Attosecond interferometry unravels complex delays in photoemission from solids
2014
Recent progress in ultrafast spectroscopy has allowed us to directly study the dynamics of electrons, which is essential to understand underlying processes since electrons are the carriers of energy and information and form the chemical bonds between atoms. These electronic processes naturally occur on an attosecond timescale as a result of the characteristic electron velocities and length scales. Small relative delays between photoemission from different electronic states were observed in noble gas atoms and from metal surfaces. Despite these advances, our understanding of the temporal characteristics of the photoemission process in condensed matter systems remains limited.

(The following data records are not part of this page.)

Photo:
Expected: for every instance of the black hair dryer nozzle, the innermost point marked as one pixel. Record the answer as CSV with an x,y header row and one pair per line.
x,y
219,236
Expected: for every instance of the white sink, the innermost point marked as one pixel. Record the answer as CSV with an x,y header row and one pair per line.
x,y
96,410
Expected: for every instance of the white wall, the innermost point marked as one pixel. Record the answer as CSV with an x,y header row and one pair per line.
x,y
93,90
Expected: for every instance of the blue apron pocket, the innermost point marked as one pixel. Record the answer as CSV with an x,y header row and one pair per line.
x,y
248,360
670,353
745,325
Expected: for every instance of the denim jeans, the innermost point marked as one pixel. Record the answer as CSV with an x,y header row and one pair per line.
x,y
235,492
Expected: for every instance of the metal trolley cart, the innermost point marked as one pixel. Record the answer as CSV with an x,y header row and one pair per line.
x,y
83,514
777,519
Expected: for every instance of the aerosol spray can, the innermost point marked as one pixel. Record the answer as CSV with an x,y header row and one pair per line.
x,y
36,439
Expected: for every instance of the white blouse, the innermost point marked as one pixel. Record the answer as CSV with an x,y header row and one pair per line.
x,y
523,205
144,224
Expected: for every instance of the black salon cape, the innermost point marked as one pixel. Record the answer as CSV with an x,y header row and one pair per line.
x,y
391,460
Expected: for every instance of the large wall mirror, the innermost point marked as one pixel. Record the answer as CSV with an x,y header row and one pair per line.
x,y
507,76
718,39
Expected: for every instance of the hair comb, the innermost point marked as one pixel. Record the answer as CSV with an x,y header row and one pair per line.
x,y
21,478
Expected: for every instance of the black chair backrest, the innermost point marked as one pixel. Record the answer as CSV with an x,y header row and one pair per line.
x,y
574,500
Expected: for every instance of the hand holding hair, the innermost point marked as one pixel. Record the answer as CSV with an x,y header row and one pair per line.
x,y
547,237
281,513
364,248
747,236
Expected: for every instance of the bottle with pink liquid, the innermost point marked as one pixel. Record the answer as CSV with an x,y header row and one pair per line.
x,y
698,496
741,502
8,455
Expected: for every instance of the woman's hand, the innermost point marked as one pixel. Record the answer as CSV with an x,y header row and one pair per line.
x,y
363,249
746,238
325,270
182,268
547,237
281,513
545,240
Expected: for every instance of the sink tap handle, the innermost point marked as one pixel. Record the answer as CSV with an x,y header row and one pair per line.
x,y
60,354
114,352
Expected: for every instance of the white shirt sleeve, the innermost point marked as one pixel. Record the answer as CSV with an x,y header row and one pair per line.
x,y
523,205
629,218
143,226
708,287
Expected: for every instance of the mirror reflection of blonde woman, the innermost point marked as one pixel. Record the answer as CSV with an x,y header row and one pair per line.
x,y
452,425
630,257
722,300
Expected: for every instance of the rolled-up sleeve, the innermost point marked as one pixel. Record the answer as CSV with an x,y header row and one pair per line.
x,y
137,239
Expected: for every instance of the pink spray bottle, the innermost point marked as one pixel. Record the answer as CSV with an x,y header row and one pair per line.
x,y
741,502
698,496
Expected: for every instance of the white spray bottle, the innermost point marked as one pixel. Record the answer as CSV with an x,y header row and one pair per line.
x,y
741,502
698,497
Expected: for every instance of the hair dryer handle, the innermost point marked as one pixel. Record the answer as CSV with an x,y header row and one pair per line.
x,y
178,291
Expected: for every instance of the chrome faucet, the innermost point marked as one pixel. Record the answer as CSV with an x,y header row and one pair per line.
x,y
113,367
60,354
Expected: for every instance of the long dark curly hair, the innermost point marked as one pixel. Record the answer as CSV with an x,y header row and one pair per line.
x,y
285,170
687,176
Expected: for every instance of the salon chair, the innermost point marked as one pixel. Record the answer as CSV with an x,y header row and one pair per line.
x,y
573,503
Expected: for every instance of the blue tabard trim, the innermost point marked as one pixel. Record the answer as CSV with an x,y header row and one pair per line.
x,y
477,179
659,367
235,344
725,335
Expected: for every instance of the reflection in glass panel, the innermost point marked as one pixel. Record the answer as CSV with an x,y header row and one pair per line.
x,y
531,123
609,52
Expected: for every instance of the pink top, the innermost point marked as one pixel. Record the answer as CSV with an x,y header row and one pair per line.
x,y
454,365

We extend gas phase methodology based on quantum path interference to noble metal surfaces and we demonstrate that we can derive energy-dependent photoemission delays using attosecond pulse trains. Taking photoemission from Ar 3p as temporal reference enables us to extract absolute delays since the case of argon atoms has been extensively studied and is well understood from a theoretical point of view. Our experimental photoemission delays from Ag(111) and Au(111) are in the same time range as those obtained from simulations based on scattering theory and ballistic transport, but vary strongly with small changes in energy. This interesting behaviour cannot be reproduced with our theoretical model and it must be attributed to effects beyond transport. Complex interactions of the outgoing electron with the photohole, the remaining electrons and the crystal lattice are imprinted on the temporal characteristics and accessible in our experiment. Our approach does not require single attosecond pulses and directly delivers photoemission delays at different electron energies.